Un semáforo en rojo.


-¿Puedes llevarme a casa, por favor?


-María, no, escucha... Lo siento. Es la situación, que me puede. Olivia, mi hermano... Es una presión constante.


-¿Me llevas a casa, o no?


-Escúchame, María. Te necesito... Todo lo que he dicho, Dios mío.


Me puso la mano en el muslo.


Yo la aparté.


-Ahora puedes irte con ella, Álvaro. Si tanto te arrepientes de lo nuestro, vuelve con ella. Puedes hacerle más hijos, y llevar la vida feliz que quieres con ella. Pero, por favor, no vuelvas a buscarme. Esta noche ya has elegido.


-María, cariño, por favor...


Me desabroché el cinturón como pude, y antes de que el semáforo cambiara de color, me bajé de su coche. El frío nocturno me dio la bienvenida, enfriando las lágrimas que rodaban ya por mis mejillas.


Bajó la ventanilla del coche.


-María, por favor, sube al coche. Te... Te quiero.


No le respondí. No me giré para mirarle. No iba a verme llorar. No iba a romper la promesa que me hice hacía un par de años; ningún tío me vería nunca más llorar por él. Porque sí, hubo una vez que María tuvo sentimientos; regalé el corazón al primer desgraciado que encontré, y acabé hecha trizas.


Cuando vio que no iba a volver, continuó su camino con el coche.




Laura:


A mi madre también le mentí. Cuando entró a mi habitación, preocupada por mí, preguntándome si me ocurría algo, recordándome que podía contar con ella, que siempre me apoyaría. Me dijo lo del bote de Betadine, y lo difícil que le había resultado quitar la mancha. Recalcó que tenía una herida en el puño, y el destrozo en el espejo del ascensor. Mi madre se preocupaba por mí, pero por suerte para Mía y para mí, era torpe. No conocía la enfermedad, y de haberla conocido, nunca habría sospechado que eso fuera posible. Siempre crees que algo así le ocurre a alguien lejano, en el otro extremo del mundo, y no a tu propio hijo. Insinuó que se trataba de una pelea, y no de una caída como yo le dije. Me preguntó por Aitor. Me dijo que le había parecido un chico excelente. Me preguntó todo de él. Incluso si consumía drogas. Yo negué con la cabeza; Aitor no consumía nada.

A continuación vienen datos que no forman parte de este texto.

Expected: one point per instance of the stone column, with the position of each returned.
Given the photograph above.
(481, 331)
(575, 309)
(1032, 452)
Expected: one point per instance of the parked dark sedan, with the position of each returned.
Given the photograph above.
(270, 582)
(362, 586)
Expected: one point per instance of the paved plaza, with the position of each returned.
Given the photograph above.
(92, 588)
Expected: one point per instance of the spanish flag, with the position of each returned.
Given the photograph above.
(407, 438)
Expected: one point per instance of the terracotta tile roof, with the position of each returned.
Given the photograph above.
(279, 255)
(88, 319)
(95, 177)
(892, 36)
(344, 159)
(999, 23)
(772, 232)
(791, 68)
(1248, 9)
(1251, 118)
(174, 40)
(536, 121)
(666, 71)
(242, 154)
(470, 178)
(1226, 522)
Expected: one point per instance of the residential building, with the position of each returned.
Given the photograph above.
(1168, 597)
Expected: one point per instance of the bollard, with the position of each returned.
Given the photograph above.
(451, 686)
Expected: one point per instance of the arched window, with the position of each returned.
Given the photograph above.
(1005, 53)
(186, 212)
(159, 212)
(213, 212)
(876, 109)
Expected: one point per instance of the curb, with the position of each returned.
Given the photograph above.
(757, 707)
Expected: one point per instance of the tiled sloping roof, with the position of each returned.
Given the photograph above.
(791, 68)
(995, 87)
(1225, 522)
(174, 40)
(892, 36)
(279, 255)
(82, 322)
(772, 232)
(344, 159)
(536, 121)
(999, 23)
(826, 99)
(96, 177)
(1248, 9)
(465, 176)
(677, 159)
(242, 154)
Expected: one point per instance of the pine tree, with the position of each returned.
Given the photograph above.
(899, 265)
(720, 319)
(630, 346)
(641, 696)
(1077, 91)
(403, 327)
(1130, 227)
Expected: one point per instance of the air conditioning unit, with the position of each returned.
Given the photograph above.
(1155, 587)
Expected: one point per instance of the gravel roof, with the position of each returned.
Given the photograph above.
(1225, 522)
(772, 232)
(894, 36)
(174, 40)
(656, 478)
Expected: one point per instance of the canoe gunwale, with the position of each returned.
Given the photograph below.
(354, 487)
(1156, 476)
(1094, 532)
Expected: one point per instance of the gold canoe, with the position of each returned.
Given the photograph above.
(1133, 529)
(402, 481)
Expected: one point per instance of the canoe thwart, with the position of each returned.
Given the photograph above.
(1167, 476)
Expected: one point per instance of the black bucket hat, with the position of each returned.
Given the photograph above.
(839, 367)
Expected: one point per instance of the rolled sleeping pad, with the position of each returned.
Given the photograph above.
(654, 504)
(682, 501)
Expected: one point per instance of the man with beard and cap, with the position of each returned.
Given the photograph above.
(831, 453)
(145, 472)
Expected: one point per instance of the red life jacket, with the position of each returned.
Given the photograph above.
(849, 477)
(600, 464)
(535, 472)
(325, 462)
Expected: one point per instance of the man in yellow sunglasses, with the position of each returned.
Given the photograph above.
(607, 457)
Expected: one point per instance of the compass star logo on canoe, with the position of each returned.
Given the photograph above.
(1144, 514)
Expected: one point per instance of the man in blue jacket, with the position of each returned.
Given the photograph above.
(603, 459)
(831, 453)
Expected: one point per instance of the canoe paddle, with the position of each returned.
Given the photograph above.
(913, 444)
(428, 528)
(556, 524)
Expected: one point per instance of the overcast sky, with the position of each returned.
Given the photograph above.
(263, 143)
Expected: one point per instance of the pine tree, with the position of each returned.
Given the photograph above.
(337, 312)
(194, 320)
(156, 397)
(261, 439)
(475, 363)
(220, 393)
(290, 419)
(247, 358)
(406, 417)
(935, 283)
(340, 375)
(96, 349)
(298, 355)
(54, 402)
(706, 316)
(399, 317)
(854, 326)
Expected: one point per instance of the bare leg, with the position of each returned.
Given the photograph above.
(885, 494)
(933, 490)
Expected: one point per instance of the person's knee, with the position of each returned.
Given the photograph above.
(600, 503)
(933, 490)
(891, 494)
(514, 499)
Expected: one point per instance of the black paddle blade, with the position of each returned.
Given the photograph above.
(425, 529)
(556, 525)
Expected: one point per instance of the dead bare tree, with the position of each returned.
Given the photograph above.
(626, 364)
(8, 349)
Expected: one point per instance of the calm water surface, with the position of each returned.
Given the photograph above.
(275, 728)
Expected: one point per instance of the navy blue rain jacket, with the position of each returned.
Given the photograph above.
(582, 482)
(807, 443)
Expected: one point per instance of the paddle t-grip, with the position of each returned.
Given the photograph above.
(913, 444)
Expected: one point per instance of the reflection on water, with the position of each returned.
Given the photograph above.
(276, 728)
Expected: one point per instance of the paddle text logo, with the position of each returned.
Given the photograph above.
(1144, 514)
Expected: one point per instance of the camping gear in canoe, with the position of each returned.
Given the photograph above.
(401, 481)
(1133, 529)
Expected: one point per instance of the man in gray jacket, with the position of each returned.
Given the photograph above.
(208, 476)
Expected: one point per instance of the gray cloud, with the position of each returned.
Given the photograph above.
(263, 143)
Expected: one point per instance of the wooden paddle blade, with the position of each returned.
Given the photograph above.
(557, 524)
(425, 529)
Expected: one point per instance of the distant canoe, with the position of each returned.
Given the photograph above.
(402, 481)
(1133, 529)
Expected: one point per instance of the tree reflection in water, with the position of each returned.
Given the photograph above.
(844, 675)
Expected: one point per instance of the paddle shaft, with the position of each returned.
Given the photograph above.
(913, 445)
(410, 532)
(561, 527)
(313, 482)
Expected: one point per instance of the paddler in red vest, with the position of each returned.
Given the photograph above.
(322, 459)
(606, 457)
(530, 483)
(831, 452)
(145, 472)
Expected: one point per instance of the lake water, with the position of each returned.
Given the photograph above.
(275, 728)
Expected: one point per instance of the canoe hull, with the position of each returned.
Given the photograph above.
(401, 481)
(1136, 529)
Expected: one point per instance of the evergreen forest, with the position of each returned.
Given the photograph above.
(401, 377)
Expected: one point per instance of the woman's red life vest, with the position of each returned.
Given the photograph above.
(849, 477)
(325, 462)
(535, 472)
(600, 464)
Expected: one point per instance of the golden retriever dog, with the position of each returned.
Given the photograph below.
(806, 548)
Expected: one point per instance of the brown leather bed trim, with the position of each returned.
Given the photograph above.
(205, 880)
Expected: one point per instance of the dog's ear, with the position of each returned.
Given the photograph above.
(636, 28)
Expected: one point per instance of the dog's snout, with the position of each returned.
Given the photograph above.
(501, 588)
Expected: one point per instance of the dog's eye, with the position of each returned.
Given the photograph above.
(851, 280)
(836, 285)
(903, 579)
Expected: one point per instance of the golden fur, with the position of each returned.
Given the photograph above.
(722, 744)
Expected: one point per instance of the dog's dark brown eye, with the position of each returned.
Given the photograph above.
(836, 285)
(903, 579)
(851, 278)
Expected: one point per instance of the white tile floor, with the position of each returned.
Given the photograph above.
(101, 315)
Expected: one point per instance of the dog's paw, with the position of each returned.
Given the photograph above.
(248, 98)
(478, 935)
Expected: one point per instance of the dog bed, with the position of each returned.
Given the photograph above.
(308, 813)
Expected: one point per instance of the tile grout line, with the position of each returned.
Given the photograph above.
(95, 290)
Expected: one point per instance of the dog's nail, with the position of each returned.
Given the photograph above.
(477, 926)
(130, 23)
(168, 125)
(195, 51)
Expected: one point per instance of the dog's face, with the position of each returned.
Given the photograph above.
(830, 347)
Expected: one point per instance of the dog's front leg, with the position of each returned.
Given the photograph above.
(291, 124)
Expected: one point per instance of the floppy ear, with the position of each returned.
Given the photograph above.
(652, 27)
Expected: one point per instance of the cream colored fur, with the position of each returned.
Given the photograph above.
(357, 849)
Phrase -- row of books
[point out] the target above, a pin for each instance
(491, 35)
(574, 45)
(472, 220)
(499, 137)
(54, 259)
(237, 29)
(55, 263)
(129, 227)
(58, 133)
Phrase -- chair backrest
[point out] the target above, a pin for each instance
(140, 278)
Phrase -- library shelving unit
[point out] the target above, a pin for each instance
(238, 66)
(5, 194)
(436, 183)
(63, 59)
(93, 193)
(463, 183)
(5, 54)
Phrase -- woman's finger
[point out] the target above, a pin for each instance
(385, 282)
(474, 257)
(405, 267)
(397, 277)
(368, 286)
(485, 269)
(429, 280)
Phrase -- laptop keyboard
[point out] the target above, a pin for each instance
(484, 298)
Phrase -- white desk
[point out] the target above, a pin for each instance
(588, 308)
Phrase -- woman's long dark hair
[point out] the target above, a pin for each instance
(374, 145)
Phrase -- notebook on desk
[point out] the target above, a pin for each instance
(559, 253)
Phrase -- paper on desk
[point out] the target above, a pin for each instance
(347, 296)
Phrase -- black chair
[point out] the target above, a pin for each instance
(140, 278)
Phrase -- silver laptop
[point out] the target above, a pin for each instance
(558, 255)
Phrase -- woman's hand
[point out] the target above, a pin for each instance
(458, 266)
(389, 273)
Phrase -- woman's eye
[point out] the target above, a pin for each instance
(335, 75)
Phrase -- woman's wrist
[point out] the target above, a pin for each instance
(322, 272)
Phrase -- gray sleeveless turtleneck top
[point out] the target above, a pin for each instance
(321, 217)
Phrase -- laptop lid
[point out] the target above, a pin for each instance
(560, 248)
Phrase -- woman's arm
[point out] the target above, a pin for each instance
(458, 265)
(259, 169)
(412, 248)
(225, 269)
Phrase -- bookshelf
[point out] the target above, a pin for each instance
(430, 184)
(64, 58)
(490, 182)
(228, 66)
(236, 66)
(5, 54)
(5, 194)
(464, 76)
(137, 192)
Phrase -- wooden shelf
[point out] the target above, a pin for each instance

Pero igualmente le mentí. Y se quedó tranquila. La situación en mi casa, cambió repentinamente después de aquella noche; en cuanto mi padre volvía del trabajo, discutían continuamente. Mía siguió ayudándome a bajar de peso, y mi madre dejó de preocuparse. Me creyó, aunque vigilaba más mis horarios, y si quería salir de casa con Aitor quería que él viniera a buscarme y me acompañara si se hacía tarde. Él y yo tampoco nos vimos mucho a partir de aquella noche. Al principio sí, me cuidaba constantemente, vigilaba en silencio que me comiera todo lo del plato, y siempre estaba dispuesto a hacerme hablar, o a escucharme. Los primeros días fueron perfectos, a su lado, pero de repente, perdió el interés en mí. Dejamos de hablar y por consecuencia, de vernos.


Hasta que, al cabo de dos semanas, lo único que nos unía era el favor que aún tenía que devolverle; comprobar si Fran era de fiar.


Pero para llegar a ese punto, primero tuve que pasar los días más felices de mi vida, y más tarde los más oscuros.